CITTÀ SOLA (Lacasadargilla)

Questa recensione fa parte di Cordelia, giugno 2023

Foto Angelo Maggio

Scrive in prima persona Olivia Laing, facendo dell’incontro tra autobiografia e saggistica la sua cifra: l’aneddoto personale si fa pretesto per un’indagine profonda e ampia di luoghi e soprattutto persone. Città sola, il suo primo lavoro pubblicato in Italia, rientra in questa definizione di saggio intimo. Lacasadargilla ne coglie spunti e temi per farne materia di lavoro teatrale. L’esperienza di solitudine e la suggestione proveniente dallo spazio urbano di New York porta l’autrice a interrogare e farsi amici i fantasmi di grandi artisti e grandi solitari come Wharol, Hopper, David Wojnarowicz, Klaus Nomi. Emerge la conferma di come l’arte sia cura, ascolto, presenza, medicina o veleno, in ogni caso eredità.
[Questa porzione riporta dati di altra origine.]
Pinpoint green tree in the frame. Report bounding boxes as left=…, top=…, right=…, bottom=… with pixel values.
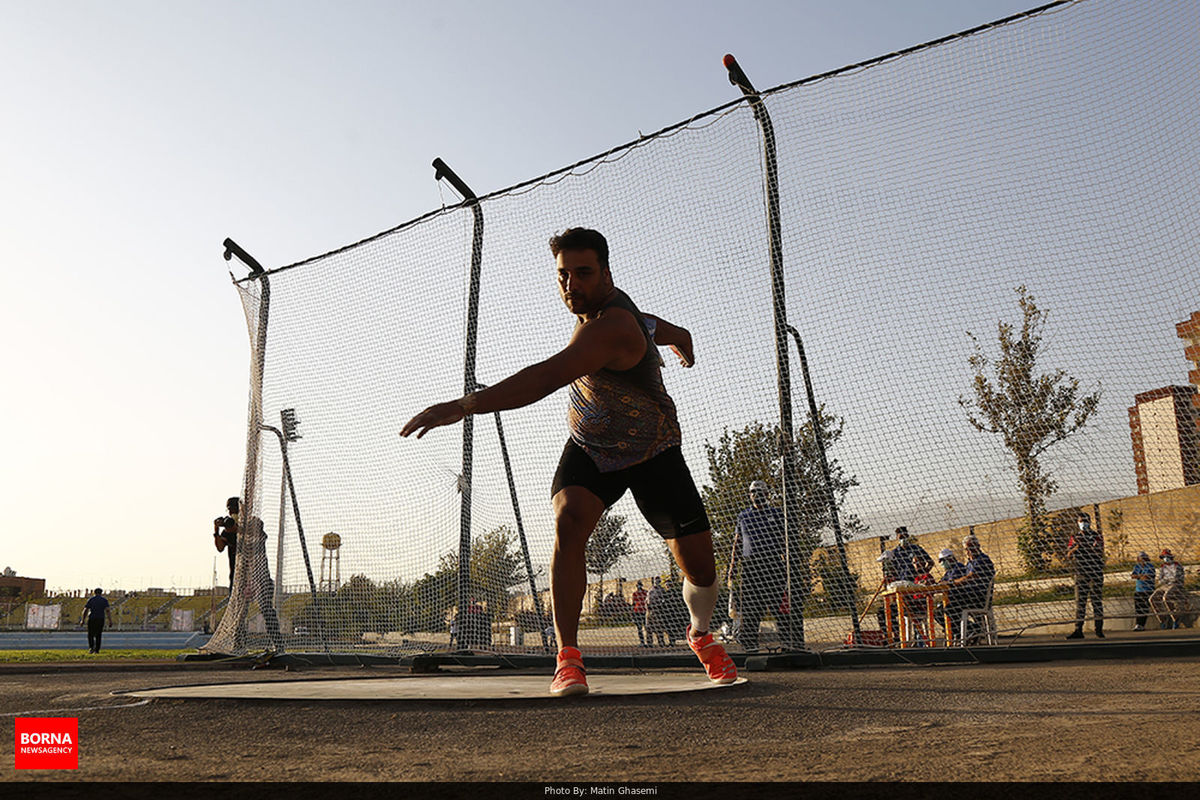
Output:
left=701, top=407, right=868, bottom=607
left=583, top=509, right=634, bottom=608
left=959, top=285, right=1100, bottom=572
left=438, top=525, right=527, bottom=619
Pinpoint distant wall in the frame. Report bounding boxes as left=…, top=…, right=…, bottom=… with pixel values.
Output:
left=830, top=485, right=1200, bottom=588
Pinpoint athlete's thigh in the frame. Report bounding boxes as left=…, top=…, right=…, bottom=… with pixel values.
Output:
left=629, top=447, right=712, bottom=537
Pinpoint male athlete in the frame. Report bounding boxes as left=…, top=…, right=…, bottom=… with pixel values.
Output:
left=400, top=228, right=738, bottom=697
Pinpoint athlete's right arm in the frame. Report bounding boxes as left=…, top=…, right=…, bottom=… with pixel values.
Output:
left=400, top=313, right=646, bottom=439
left=643, top=314, right=696, bottom=367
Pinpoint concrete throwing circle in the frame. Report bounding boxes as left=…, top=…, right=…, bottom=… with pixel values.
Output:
left=122, top=673, right=746, bottom=700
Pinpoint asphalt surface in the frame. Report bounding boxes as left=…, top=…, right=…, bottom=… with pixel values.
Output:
left=7, top=657, right=1200, bottom=782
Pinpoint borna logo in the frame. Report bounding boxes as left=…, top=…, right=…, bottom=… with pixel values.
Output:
left=13, top=717, right=79, bottom=770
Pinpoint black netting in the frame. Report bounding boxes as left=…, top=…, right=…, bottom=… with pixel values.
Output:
left=211, top=0, right=1200, bottom=654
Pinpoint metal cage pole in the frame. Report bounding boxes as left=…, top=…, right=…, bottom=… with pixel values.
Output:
left=724, top=55, right=804, bottom=648
left=496, top=411, right=550, bottom=652
left=787, top=325, right=863, bottom=644
left=221, top=239, right=271, bottom=649
left=433, top=158, right=484, bottom=633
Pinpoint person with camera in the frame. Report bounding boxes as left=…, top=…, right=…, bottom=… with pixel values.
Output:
left=212, top=498, right=283, bottom=652
left=212, top=498, right=241, bottom=594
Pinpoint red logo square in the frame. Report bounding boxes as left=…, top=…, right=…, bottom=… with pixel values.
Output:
left=16, top=717, right=79, bottom=770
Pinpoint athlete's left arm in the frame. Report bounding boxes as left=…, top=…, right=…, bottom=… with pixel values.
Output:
left=400, top=312, right=647, bottom=439
left=643, top=314, right=696, bottom=367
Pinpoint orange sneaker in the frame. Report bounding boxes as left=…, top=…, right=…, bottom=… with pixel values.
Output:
left=688, top=625, right=738, bottom=684
left=550, top=648, right=588, bottom=697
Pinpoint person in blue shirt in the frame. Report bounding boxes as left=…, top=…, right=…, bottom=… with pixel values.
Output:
left=892, top=525, right=934, bottom=583
left=726, top=481, right=786, bottom=650
left=79, top=589, right=113, bottom=652
left=1129, top=551, right=1154, bottom=631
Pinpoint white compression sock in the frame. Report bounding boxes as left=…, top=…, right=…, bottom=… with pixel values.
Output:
left=683, top=578, right=720, bottom=633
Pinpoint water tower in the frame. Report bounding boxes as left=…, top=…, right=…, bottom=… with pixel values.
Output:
left=319, top=531, right=342, bottom=594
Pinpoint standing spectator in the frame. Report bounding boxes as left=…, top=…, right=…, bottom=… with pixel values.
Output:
left=1150, top=548, right=1192, bottom=628
left=1129, top=551, right=1154, bottom=631
left=646, top=576, right=671, bottom=648
left=1067, top=511, right=1104, bottom=639
left=212, top=498, right=241, bottom=587
left=892, top=525, right=934, bottom=583
left=79, top=589, right=113, bottom=652
left=725, top=481, right=787, bottom=650
left=632, top=581, right=647, bottom=648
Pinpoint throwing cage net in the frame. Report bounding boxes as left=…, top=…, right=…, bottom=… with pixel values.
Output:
left=209, top=0, right=1200, bottom=655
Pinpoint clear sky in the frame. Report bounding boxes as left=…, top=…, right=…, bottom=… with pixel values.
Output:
left=0, top=0, right=1080, bottom=588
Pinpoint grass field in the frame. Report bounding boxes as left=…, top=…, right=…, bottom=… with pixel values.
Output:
left=0, top=649, right=196, bottom=663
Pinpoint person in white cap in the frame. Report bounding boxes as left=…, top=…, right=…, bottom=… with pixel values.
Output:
left=725, top=481, right=790, bottom=650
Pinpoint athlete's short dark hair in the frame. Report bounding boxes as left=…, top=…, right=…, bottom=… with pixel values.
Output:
left=550, top=228, right=608, bottom=270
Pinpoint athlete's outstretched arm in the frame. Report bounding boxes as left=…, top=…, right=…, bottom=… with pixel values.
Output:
left=643, top=314, right=696, bottom=367
left=400, top=313, right=646, bottom=439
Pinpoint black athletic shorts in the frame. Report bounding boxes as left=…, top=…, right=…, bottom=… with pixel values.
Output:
left=550, top=439, right=709, bottom=539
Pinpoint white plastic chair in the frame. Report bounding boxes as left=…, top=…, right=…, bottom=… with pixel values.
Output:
left=959, top=578, right=996, bottom=646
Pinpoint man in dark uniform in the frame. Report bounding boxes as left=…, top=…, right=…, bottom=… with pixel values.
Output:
left=212, top=498, right=241, bottom=593
left=79, top=589, right=113, bottom=652
left=400, top=228, right=737, bottom=696
left=726, top=481, right=787, bottom=650
left=1067, top=511, right=1104, bottom=639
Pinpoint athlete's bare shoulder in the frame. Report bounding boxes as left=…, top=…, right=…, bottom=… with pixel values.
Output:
left=571, top=306, right=647, bottom=369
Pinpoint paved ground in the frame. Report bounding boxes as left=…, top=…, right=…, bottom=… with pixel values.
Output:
left=0, top=658, right=1200, bottom=782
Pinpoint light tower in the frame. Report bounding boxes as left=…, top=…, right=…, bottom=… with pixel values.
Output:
left=320, top=531, right=342, bottom=594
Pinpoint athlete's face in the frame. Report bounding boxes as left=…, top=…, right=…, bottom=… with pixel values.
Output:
left=557, top=249, right=612, bottom=314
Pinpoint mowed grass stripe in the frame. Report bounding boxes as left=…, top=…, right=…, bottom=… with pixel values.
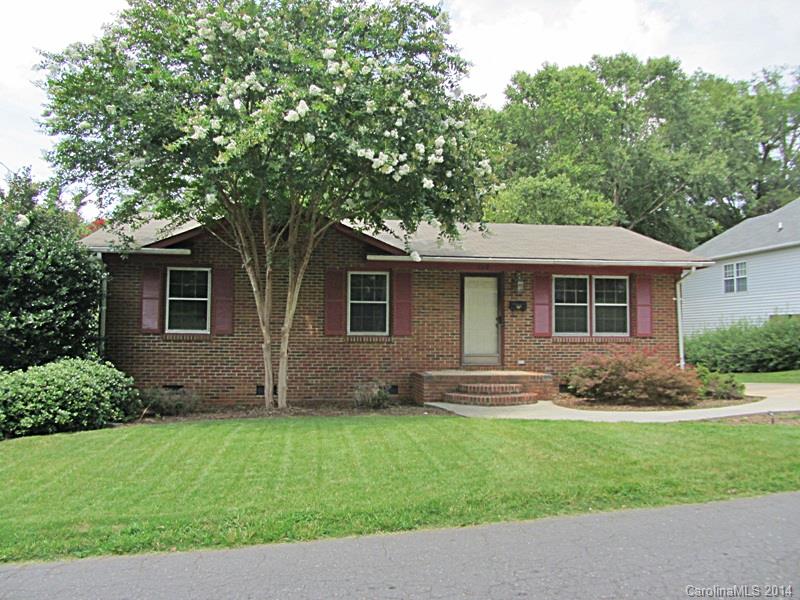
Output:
left=0, top=416, right=800, bottom=561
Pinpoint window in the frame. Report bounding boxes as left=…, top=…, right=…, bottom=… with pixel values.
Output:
left=347, top=272, right=389, bottom=335
left=723, top=262, right=747, bottom=294
left=166, top=267, right=211, bottom=333
left=553, top=277, right=589, bottom=335
left=592, top=277, right=628, bottom=335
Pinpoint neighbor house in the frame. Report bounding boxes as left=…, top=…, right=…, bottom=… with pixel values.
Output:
left=83, top=221, right=709, bottom=405
left=682, top=199, right=800, bottom=335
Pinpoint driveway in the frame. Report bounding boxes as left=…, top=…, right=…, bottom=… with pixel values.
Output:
left=428, top=383, right=800, bottom=423
left=0, top=493, right=800, bottom=600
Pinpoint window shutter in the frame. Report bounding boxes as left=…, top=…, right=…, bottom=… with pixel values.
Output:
left=142, top=267, right=164, bottom=333
left=636, top=275, right=653, bottom=337
left=533, top=275, right=552, bottom=337
left=325, top=269, right=347, bottom=335
left=211, top=269, right=233, bottom=335
left=390, top=271, right=411, bottom=335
Il carattere compilativo del testo non lo rende immediatamente traducibile in drammaturgia: non a caso il primo approccio della compagnia lacasadargilla al bestseller è un progetto sonoro, un podcast che ricalcava sulla metropoli milanese l’idea dell’attraversamento urbano, proponendo allo spettatore l’ascolto in cuffia delle parole di Laing (la stessa formula, rimodulata sul parco di Tor Fiscale, verrà proposta durante il festival Attraversamenti Multipli 2023). A Primavera dei Teatri ha debuttato la versione scenica di questo lavoro modulare. Nel trasporlo dal solo suono alla messa in scena, Lisa Ferlazzo Natoli e Alessandro Ferroni ne affidano la mediazione al corpo vagante della regista. Insieme lettrice della Laing e Laing stessa, Natoli dispiega i sette capitoli di questo percorso circondata dalle immagini mutevoli di una scenografia proiettata e sostenuta da un denso ambiente sonoro. Il percorso tra immagini e biografie si articola dando ampio spazio alla parola scritta, la cui presenza è enfatizzata dal corposo interagire di Natoli con libri e dispositivi di lettura. Il risultato è una sorta di conferenza spettacolo sull’arte contemporanea che dice più che tradurre in segno teatrale la solitudine che racconta. (Sabrina Fasanella)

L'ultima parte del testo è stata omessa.